Adaptive challenges often require a process by which those involved will have to endure a period of distress. While it may not be clear to the school community, this period of discomfort is not the purpose of the adaptive process—it is simply a consequence As an adaptive leader Heifetz suggests You need to be able to do two things: (1) manage yourself in that environment and (2) help people tolerate the discomfort they are experiencing. You need to live into this disequilibrium.  This disequilibrium is a repercussion of the difficult challenges schools must endure. As a result, people are asked to step out of their comfort zone—beyond the aforementioned TTWWADI mental model.  Heifetz recommends staying within the productive zone of disequilibrium (PZD): enough heat generated by your intervention to gain attention, engagement and forward motion, but not so much that the organization explodes.  Conflicts surrounding change initiatives frequently push schools into this disequilibrium—it is the adaptive leaders that embrace such conflicts, realizing that they are a necessary driving force behind change.  According to Heifetz & Linsky the ability to cook the conflict is an important skill towards achieving significant change to manage people’s passionate differences in a way that diminishes their destructive potential and constructively harnesses their energy. Two techniques can help you achieve this. First, create a secure place where the conflicts can freely bubble up. Second, control the temperature to ensure that the conflict doesn’t boil over-and burn you in the process. The key to cooking the conflict is the ability to raise the heat surrounding difficult issues enough to get people’s attention and motivate them, while also understanding when to cool the temperature when the conversations become counterproductive.

Sustaining Change
Successful change initiatives in complex educational systems cannot be controlled by one authoritative source. This type of leader-centric approach is doomed to fail—change becomes all about the leader rather than the school as a whole. In a post from earlier this year Leadership: A Day In the Life I wrote, I can’t help but think that the two most important qualities of an effective leader are empathy and the willingness to learn.  I stand by that statement—but now realize that leadership is complex, involving a much more collaborative and adaptive approach. The ability to lead adaptively relies on responding to challenges with an approach based on inquiry and reflection. All of the qualities and skills I’ve discussed in my previous essays fall under the umbrella of these two categories—empathy, collaboration, growth mindset, transparency, mental models, evaluation, and systems thinking are all very important components in a process of adaptive leadership that revolves around thoughtful inquiry and purposeful reflection towards action based change.

References

Fullan, M. (2011). Change leader: Learning to do what matters most. San Francisco, CA: Jossey-Bass.

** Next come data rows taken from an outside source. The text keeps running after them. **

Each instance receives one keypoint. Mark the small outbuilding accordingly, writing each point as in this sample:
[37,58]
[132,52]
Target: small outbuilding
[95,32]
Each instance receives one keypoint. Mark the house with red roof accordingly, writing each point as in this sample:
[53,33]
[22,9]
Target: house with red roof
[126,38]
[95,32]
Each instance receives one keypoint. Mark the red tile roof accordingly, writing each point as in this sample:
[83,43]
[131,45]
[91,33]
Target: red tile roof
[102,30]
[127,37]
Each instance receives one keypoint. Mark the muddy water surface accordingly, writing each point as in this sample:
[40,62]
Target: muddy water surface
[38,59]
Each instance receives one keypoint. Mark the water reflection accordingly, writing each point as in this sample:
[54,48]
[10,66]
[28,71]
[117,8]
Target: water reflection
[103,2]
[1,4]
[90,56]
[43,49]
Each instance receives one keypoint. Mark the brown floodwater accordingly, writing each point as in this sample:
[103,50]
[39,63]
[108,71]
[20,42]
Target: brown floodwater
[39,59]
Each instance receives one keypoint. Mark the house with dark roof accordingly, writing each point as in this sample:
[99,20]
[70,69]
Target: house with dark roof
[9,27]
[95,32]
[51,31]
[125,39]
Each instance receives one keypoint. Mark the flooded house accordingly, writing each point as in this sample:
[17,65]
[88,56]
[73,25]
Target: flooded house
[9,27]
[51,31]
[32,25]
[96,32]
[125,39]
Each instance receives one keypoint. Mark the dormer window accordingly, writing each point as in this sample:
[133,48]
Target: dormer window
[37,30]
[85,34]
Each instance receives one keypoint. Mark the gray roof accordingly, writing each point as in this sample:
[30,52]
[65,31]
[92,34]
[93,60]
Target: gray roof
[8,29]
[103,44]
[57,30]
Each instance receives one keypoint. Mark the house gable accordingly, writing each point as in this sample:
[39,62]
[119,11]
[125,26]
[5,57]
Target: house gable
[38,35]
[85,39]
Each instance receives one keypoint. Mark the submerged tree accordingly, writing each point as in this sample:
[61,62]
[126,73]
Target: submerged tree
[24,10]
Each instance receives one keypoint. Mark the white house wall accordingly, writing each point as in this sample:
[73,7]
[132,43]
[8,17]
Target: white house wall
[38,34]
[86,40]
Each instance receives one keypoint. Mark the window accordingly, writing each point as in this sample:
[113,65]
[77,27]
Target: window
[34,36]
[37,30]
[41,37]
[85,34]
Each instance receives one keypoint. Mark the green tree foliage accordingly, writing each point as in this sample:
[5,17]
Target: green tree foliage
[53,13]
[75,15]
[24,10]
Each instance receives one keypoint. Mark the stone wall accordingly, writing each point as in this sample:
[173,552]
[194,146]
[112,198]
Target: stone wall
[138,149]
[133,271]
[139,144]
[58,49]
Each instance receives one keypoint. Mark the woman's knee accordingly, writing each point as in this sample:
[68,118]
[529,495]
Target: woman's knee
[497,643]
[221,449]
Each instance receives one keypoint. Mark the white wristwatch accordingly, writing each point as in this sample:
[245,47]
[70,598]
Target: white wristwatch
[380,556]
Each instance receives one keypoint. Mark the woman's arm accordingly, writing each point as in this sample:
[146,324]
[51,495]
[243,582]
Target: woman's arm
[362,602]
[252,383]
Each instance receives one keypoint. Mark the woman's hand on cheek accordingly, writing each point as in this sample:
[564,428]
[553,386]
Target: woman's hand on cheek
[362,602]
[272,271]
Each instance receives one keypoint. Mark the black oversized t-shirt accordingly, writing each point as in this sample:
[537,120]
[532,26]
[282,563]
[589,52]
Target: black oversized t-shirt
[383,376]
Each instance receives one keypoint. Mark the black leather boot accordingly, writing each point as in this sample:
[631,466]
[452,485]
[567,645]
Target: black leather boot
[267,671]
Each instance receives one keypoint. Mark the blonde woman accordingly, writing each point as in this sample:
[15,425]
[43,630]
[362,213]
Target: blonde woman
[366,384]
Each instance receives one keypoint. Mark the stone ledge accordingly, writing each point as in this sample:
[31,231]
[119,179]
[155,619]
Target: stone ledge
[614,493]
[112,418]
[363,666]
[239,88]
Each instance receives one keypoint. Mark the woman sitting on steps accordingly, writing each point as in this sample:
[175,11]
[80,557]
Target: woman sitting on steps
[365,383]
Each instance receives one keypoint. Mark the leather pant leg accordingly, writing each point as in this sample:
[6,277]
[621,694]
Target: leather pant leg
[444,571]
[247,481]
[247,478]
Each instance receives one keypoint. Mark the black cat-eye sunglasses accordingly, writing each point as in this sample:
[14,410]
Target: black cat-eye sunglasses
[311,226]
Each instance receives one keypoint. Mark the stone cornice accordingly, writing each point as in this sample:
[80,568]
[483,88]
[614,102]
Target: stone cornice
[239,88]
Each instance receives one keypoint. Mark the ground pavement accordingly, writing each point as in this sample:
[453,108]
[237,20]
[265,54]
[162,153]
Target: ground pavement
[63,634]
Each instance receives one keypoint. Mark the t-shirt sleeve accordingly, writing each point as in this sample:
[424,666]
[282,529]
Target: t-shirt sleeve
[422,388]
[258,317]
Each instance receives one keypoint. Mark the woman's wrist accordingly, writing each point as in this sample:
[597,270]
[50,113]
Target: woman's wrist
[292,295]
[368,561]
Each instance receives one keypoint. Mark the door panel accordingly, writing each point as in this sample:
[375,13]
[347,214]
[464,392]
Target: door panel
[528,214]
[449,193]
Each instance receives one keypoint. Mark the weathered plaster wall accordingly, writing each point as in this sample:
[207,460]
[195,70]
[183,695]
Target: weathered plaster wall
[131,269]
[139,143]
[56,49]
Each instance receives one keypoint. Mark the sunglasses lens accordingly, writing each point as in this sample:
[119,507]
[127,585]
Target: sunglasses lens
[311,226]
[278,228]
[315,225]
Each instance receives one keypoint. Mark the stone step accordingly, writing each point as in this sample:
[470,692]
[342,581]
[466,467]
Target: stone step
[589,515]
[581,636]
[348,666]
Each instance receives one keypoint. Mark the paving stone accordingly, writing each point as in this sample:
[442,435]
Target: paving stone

Heifetz, R. A., Grashow, A., & Linsky, M. (2009). The practice of adaptive leadership: Tools and tactics for changing your organization and the world. Boston, MA: Harvard Business Press.

Heifetz, R. A., & Linsky, M. (2003). A survival guide for leaders. Business Credit, 105(3), 44-52. Retrieved from ProQuest Research Library database. (Accession No. 230145109)

Patterson, W. (2000, March). Change for good: Staying the course. High School Magazine, 7(7), 5-9. Retrieved from ProQuest Research Library database. (Accession No. 221103906)

Scott-Webber, L. (2012). Institutions, educators, and designers: Wake up!: Current teaching and learning places along with teaching strategies are obsolete-teaching styles and learning spaces must change for 21st-century needs. Planning for Higher Education, 41(1), 265-277. Retrieved from ProQuest Research Library database. (Accession No. 1519532691)

Senge, P., Cambron-McCabe, N., Lucas, T., Smith, B., Dutton, J., & Kleiner, A. (2012). Schools that learn: A fifth discipline fieldbook for educators, parents, and everyone who cares about education (First Rev. ed.). New York, NY: Crown Business.